Libya approves U.S. missions to get Benghazi suspects

WASHINGTON (CNN) -- The Libyan government has given the United States "tacit approval" to conduct missions inside Libya to capture suspects involved in the terror attack on the diplomatic compound in Benghazi last year, a senior U.S. official told CNN.

The official has direct knowledge of the arrangements but declined to be identified due to the sensitive nature of the information.

Approval for a mission against Benghazi suspects, which was granted in recent weeks, is the same type of agreement that allowed a U.S. raid this past weekend in Tripoli.

In that operation, Army Delta Forces captured Abu Anas al Libi, an al Qaeda operative wanted for his alleged role in the 1998 bombings of two U.S. embassies in Africa.

Under these approvals, key Libyan government officials are aware of potential U.S. operations but may not know the exact timing and place of a mission.

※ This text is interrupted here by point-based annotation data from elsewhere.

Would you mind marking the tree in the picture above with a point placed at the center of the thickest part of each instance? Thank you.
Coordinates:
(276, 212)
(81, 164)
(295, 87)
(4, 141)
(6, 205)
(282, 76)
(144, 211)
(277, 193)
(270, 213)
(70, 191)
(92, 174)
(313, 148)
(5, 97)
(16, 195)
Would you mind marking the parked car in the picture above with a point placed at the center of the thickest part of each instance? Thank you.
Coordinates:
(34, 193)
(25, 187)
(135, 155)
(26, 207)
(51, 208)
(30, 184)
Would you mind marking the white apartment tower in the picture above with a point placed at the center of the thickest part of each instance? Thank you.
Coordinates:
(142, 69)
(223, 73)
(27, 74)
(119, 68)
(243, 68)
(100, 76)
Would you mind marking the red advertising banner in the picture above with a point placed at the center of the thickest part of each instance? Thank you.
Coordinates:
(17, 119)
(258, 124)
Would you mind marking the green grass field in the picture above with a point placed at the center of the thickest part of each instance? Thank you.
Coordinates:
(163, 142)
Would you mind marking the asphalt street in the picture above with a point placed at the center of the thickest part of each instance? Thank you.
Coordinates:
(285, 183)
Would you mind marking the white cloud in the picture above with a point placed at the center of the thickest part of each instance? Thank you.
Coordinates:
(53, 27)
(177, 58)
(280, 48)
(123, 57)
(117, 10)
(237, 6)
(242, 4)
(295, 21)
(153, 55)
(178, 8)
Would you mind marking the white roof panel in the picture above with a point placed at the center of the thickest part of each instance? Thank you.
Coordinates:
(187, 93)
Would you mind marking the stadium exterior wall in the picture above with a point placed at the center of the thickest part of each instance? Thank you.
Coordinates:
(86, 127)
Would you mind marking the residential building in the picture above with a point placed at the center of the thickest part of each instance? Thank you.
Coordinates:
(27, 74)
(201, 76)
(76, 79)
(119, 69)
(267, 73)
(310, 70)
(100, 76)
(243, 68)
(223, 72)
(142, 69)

This means the United States could at any point decide to conduct a Benghazi operation using intelligence and military operatives in the region.

CNN previously reported the United States has a target list of Benghazi suspects the Obama administration has tracked through intelligence.

Tracking efforts include drone surveillance and operatives, who have moved in and out of Libya in recent months.

Some details of the Libyan arrangements were first reported by the New York Times.